I soon found myself in the midst of a small flock of babblers, which were all Horsfield's. A monotonous double-note call nearby turned out to be a Moustached Hawk-cuckoo, but, despite continuing to call incessantly, it never gave good views (or a photographic opportunity!).
Once we were all assembled we set off down the main jeep track and soon found a Large Wren-Babbler, which had a seemingly endless repertoire of song-phrases. It would try one phrase for several minutes, and then improvise by adding another few notes, with the song becoming gradually more and more complex.
As usual with this species, getting a clear shot was quite a challenge!
While we were watching the wren-babbler, we were distracted by a few wild boar emerging from the forest and crossing the road...
...In fact, more than a few! The group was made up of sows and a large number of piglets, and there were at least 60 animals in the convoy!
One of the tail-enders giving us the eye!
There were lots of juvenile birds around, such as this Buff-vented Bulbul...

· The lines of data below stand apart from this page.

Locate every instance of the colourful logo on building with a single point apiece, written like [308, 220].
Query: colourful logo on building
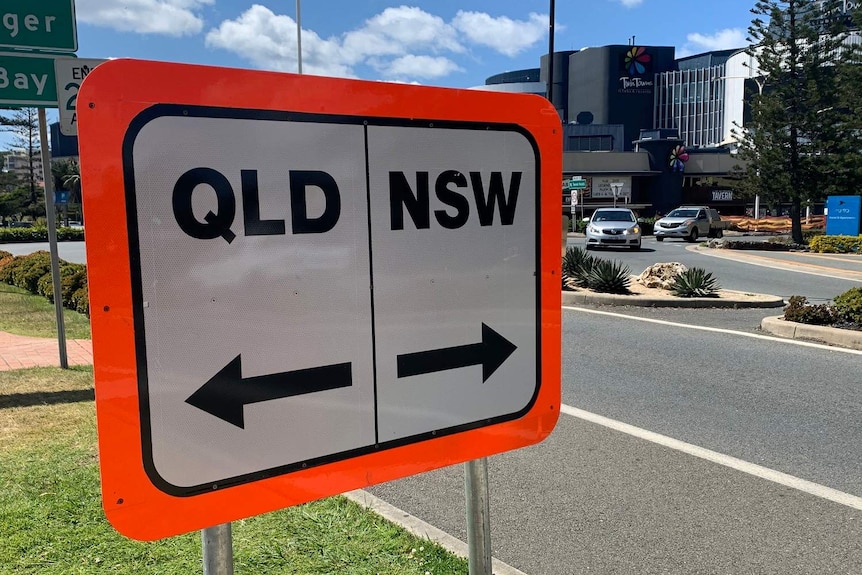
[636, 60]
[678, 158]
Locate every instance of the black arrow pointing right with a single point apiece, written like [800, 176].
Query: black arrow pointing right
[490, 353]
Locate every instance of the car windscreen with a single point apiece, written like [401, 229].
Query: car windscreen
[613, 216]
[682, 214]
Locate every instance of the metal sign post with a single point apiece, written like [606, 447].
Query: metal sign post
[52, 236]
[217, 550]
[478, 516]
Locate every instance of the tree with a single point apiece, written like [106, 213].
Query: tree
[12, 204]
[24, 124]
[67, 176]
[801, 142]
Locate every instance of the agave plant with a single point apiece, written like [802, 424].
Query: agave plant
[577, 264]
[695, 282]
[609, 277]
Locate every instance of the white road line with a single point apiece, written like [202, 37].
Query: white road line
[732, 462]
[717, 330]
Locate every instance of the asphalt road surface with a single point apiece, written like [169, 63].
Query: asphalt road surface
[681, 450]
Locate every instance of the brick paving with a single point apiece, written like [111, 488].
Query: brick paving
[18, 351]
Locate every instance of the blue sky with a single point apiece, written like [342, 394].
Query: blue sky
[432, 42]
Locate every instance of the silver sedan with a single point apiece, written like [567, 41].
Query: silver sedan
[613, 227]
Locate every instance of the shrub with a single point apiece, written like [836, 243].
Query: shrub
[577, 264]
[848, 306]
[695, 282]
[33, 273]
[836, 244]
[30, 269]
[80, 300]
[70, 281]
[609, 277]
[798, 310]
[39, 233]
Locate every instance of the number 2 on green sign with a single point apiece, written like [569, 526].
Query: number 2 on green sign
[70, 103]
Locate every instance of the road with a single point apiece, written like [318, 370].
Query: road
[819, 277]
[680, 450]
[73, 252]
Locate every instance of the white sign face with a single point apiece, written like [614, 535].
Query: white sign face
[602, 187]
[70, 73]
[312, 288]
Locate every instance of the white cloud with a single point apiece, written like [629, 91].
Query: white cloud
[402, 43]
[507, 36]
[395, 31]
[419, 67]
[721, 40]
[169, 17]
[268, 41]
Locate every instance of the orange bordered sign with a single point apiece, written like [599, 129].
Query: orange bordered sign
[301, 286]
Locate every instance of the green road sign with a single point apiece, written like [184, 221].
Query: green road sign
[38, 25]
[575, 184]
[27, 80]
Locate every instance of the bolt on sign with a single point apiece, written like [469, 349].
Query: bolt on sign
[310, 285]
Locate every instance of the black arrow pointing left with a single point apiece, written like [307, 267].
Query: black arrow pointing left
[227, 392]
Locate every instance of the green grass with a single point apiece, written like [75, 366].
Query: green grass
[51, 520]
[24, 313]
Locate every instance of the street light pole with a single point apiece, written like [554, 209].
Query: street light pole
[550, 86]
[298, 40]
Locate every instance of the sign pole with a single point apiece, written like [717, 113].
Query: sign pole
[478, 516]
[217, 550]
[52, 235]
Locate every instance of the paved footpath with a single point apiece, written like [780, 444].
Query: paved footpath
[19, 351]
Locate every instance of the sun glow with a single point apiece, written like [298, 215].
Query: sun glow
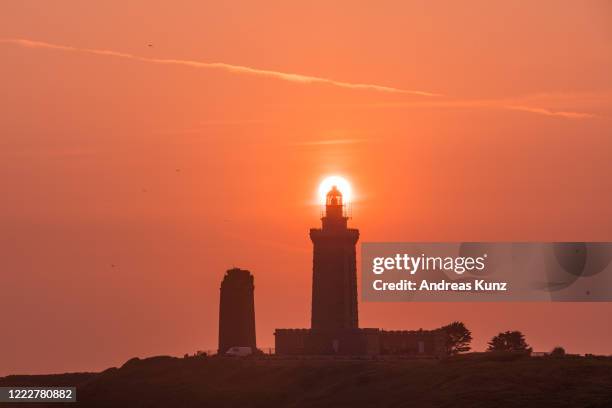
[341, 183]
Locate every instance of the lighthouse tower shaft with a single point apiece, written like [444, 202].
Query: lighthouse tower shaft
[334, 283]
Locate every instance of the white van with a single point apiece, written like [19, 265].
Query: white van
[239, 351]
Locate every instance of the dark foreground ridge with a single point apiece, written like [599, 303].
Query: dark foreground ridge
[478, 380]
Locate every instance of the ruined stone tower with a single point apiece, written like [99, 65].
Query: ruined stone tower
[334, 283]
[237, 310]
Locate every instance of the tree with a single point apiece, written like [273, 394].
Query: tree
[458, 338]
[510, 341]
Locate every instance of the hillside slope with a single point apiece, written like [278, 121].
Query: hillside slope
[471, 381]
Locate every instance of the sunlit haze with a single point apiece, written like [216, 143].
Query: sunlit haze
[341, 184]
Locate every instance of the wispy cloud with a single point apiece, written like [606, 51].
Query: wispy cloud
[548, 112]
[331, 142]
[239, 69]
[516, 104]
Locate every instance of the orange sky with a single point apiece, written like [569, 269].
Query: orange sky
[514, 145]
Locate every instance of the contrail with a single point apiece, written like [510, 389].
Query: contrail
[285, 76]
[548, 112]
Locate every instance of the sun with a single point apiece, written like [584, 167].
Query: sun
[341, 184]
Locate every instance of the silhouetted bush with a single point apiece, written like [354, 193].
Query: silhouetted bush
[558, 352]
[509, 341]
[458, 338]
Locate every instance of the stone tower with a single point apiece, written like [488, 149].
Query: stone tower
[334, 283]
[237, 310]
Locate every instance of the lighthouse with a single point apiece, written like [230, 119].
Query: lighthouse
[334, 328]
[334, 273]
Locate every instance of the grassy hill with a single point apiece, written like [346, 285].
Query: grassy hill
[468, 381]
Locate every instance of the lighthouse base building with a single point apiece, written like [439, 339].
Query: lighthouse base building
[334, 321]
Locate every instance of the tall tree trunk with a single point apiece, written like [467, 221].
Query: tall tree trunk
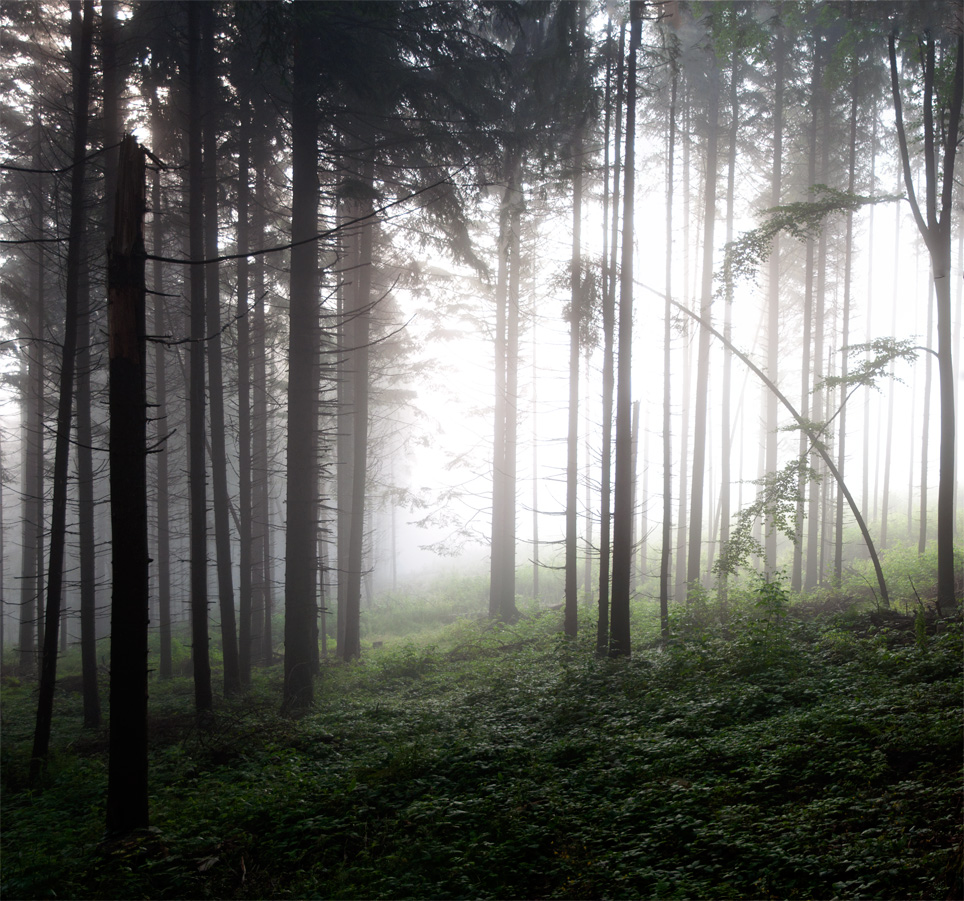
[667, 534]
[302, 469]
[572, 443]
[535, 455]
[936, 231]
[245, 646]
[796, 578]
[361, 318]
[634, 493]
[345, 393]
[694, 551]
[497, 563]
[85, 511]
[889, 440]
[163, 557]
[814, 573]
[772, 331]
[212, 297]
[608, 377]
[33, 432]
[620, 644]
[81, 43]
[773, 286]
[197, 480]
[681, 517]
[261, 590]
[845, 337]
[870, 298]
[507, 610]
[127, 799]
[925, 428]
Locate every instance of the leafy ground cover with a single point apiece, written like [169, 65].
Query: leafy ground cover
[776, 758]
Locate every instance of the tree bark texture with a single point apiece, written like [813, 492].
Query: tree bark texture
[81, 48]
[127, 804]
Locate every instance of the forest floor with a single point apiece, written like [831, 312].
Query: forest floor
[784, 756]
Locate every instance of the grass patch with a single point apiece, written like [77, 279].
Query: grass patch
[772, 758]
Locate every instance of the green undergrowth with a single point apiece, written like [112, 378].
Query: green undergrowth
[776, 758]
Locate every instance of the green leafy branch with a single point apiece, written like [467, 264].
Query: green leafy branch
[801, 219]
[870, 370]
[776, 503]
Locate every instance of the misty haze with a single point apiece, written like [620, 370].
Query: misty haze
[470, 449]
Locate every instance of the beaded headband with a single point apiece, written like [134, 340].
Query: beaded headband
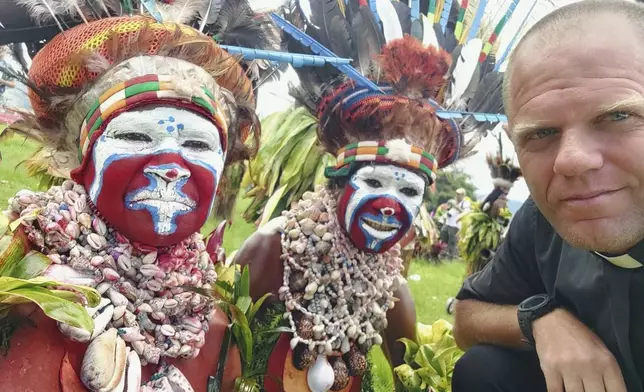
[144, 90]
[397, 152]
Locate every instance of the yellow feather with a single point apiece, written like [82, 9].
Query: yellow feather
[470, 13]
[439, 10]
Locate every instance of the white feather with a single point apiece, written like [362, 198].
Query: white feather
[464, 69]
[429, 35]
[389, 17]
[305, 6]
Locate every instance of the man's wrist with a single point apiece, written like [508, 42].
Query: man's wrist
[530, 311]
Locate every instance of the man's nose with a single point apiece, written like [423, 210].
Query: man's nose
[386, 206]
[578, 153]
[169, 173]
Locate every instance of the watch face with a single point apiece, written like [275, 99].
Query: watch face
[534, 302]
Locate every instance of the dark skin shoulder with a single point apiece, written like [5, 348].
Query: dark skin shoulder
[262, 251]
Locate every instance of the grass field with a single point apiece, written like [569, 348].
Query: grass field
[430, 285]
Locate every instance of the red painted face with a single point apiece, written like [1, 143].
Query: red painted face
[153, 174]
[378, 206]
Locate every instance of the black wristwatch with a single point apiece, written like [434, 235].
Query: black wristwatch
[531, 309]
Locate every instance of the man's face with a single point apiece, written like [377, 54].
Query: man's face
[577, 123]
[154, 173]
[378, 206]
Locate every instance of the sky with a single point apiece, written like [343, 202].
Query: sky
[274, 96]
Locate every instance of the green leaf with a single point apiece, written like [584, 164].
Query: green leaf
[424, 356]
[243, 303]
[245, 282]
[31, 266]
[4, 224]
[256, 306]
[54, 307]
[411, 348]
[276, 330]
[244, 339]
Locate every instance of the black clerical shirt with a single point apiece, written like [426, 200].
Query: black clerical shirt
[606, 297]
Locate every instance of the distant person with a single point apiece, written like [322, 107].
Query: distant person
[449, 232]
[561, 305]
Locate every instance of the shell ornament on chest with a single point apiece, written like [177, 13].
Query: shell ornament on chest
[342, 267]
[134, 236]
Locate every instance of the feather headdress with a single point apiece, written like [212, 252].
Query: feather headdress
[422, 72]
[172, 44]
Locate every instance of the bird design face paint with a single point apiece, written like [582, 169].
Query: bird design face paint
[154, 172]
[379, 204]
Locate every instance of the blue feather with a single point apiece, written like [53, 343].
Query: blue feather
[295, 59]
[500, 61]
[447, 8]
[319, 49]
[415, 10]
[151, 6]
[374, 10]
[476, 23]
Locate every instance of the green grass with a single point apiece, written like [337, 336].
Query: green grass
[436, 283]
[12, 178]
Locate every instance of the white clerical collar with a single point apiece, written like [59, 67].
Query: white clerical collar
[622, 261]
[629, 260]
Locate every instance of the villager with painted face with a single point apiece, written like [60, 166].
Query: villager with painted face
[332, 258]
[560, 305]
[143, 115]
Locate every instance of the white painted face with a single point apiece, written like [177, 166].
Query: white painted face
[165, 161]
[380, 204]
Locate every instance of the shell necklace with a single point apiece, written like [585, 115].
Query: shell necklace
[336, 296]
[144, 308]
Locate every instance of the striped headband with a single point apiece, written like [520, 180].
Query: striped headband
[397, 152]
[146, 89]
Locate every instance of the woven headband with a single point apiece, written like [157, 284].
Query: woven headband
[146, 89]
[397, 152]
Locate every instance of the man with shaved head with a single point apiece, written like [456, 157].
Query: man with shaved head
[561, 306]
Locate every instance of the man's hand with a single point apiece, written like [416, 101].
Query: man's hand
[573, 358]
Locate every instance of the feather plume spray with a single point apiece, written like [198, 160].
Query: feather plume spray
[319, 49]
[519, 32]
[333, 27]
[210, 14]
[43, 10]
[390, 24]
[180, 11]
[421, 75]
[463, 70]
[237, 25]
[498, 29]
[444, 17]
[476, 21]
[438, 11]
[429, 35]
[367, 41]
[468, 19]
[307, 11]
[404, 16]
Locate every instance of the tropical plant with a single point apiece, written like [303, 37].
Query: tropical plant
[232, 294]
[290, 161]
[429, 362]
[479, 234]
[21, 282]
[446, 184]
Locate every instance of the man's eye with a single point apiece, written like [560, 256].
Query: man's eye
[542, 133]
[618, 116]
[134, 137]
[409, 192]
[196, 145]
[373, 183]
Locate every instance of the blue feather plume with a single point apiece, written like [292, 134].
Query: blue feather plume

...And this Dark-necked Tailorbird.
Several flocks of Blue-rumped Parrots were feeding on the Giant Macaranga fruits. They were noisy but quite difficult to see, as they move so slowly. We would find about three birds, and then the tree would explode and about 30 would fly out in a cacophony of screeching!
As last year, Garnet Pittas seemed to be rather common, with at least six different birds calling along the track. This one was particularly obliging.
Flash doesn't exactly do justice to the bird, so I tried one or two without flash. Using the camera handheld, these attempts weren't totally successful either!